Prisoner Squat is an easy bodyweight squat variation performed with hands behind the head that strengthens the quadriceps, glutes, hamstrings and calves. It improves lower-body strength, posture and hip mobility. Suitable for beginners, focus on chest up, knees tracking toes, and controlled depth to maintain safe form.
How to Do Prisoner Squat
- Setup stance: Stand feet slightly wider than hip-width, toes pointing forward, hands behind your head with elbows back and chest lifted to protect the spine.
- Brace core: Take a deep breath, engage your abs and squeeze glutes to stabilize the pelvis; maintain neutral spine and upright torso throughout the movement.

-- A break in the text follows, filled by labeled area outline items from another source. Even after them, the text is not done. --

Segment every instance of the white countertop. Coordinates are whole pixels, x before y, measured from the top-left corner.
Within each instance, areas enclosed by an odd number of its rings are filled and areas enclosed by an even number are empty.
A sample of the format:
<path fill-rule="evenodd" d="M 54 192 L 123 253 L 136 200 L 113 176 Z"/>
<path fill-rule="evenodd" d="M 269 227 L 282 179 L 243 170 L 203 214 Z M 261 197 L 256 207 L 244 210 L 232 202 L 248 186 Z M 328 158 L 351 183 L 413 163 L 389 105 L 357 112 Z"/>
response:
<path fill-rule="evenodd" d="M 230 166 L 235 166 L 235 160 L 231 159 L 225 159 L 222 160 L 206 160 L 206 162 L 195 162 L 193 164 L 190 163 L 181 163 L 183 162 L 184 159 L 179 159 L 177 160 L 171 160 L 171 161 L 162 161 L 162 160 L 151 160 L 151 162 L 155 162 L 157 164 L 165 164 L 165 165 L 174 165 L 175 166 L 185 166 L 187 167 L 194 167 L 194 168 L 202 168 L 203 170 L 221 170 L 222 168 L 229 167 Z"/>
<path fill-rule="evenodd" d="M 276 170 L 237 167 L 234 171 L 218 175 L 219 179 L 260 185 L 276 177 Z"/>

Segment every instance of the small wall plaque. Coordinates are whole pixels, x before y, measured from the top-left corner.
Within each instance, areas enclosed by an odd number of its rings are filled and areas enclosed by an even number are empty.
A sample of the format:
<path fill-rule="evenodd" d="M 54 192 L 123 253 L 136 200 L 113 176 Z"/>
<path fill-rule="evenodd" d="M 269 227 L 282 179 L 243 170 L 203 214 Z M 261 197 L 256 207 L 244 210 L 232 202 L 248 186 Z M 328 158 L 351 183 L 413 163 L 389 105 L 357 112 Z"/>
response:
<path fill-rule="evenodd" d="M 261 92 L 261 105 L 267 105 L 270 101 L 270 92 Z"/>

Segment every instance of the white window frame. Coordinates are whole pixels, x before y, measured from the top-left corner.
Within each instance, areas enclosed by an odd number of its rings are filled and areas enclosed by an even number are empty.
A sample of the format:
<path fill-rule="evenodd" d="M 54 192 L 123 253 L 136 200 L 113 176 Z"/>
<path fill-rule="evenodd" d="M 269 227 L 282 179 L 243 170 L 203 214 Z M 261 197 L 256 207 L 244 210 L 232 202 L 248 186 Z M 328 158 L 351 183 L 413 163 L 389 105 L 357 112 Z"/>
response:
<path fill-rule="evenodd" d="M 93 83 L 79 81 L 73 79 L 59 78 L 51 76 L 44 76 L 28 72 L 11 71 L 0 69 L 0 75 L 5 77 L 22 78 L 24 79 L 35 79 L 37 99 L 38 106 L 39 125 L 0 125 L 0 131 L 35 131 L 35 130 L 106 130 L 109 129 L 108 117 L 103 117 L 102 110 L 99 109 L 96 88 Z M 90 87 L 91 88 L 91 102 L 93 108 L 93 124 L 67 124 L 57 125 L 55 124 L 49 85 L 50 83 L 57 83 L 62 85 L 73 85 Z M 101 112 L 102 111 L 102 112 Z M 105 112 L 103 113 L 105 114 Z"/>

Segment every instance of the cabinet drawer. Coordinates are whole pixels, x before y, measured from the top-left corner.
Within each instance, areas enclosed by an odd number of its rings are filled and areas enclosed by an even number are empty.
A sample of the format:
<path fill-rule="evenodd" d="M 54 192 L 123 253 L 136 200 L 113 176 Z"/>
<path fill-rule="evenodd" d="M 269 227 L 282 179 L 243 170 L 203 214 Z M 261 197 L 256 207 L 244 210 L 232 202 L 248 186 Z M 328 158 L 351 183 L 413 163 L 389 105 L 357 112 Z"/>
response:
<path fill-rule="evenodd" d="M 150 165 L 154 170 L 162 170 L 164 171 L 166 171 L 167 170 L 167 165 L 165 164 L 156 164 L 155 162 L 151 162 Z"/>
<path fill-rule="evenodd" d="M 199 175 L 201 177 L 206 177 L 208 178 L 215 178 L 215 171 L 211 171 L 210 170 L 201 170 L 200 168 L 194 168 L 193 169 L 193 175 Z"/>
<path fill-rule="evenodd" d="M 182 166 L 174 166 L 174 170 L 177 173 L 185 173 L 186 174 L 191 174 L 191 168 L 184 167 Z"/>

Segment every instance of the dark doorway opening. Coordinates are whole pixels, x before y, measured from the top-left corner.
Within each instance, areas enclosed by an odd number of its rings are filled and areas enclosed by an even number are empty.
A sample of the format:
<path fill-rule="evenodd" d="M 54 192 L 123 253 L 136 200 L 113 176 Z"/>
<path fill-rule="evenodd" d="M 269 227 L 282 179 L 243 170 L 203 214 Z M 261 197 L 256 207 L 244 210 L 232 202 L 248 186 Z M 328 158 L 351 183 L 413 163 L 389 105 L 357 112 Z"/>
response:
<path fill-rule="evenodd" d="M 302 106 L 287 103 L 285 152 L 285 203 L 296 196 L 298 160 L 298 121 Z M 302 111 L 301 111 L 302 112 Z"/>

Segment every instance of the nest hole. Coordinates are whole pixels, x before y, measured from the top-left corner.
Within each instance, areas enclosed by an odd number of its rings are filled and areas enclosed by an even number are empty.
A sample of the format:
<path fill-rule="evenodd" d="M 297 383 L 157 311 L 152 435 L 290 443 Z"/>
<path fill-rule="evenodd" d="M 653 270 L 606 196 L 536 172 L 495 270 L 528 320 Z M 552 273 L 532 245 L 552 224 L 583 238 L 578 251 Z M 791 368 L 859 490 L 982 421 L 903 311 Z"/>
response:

- Initiate squat: Hinge slightly at hips, bend knees and lower into a sitting position until thighs are near parallel, keeping elbows back and chest up.
- Pause and drive: Pause briefly at the bottom, then press through heels, extend hips and knees to stand, exhaling as you return to the start position.
- Maintain form: Keep knees tracking toes, avoid collapsing the chest, control tempo and stop if pain occurs; regress or reduce depth when fatigued.
Muscle Groups
Quadriceps, Hamstring, Calves, Glutes
Description
Stand with your legs slightly wider than hip-width apart, your feet parallel. Lift up arms and place both of your hands behind your head.Making sure your elbows are pulled back and your chest is lifted, bend from your hips and bend your knees, lowering down to a sitting position. Straighten back up.
Continue for the required amount of repetitions.
Movement Group
Legs
Required Equipment
None (bodyweight only)
Progressions and Regressions
None
Frequently Asked Questions
What are the benefits of prisoner squats?
Prisoner squats improve lower-body strength in the quadriceps, glutes and hamstrings, enhance core stability and posture, and increase hip mobility. They require no equipment, making them a practical beginner exercise and a useful warm-up or conditioning movement.
What are common mistakes when doing prisoner squats?
Common mistakes include letting knees cave inward, rounding the lower back, leaning excessively forward, rising onto the toes, and using momentum instead of control. Correct these by slowing the tempo, reducing depth, and focusing on alignment.
How can I progress or modify prisoner squats?
To progress, add load (goblet or dumbbell), increase repetitions, slow tempo, or advance to split squats and single-leg variations. To regress, reduce squat depth, use a box for support, or perform bodyweight squats with hands forward to lower spinal load.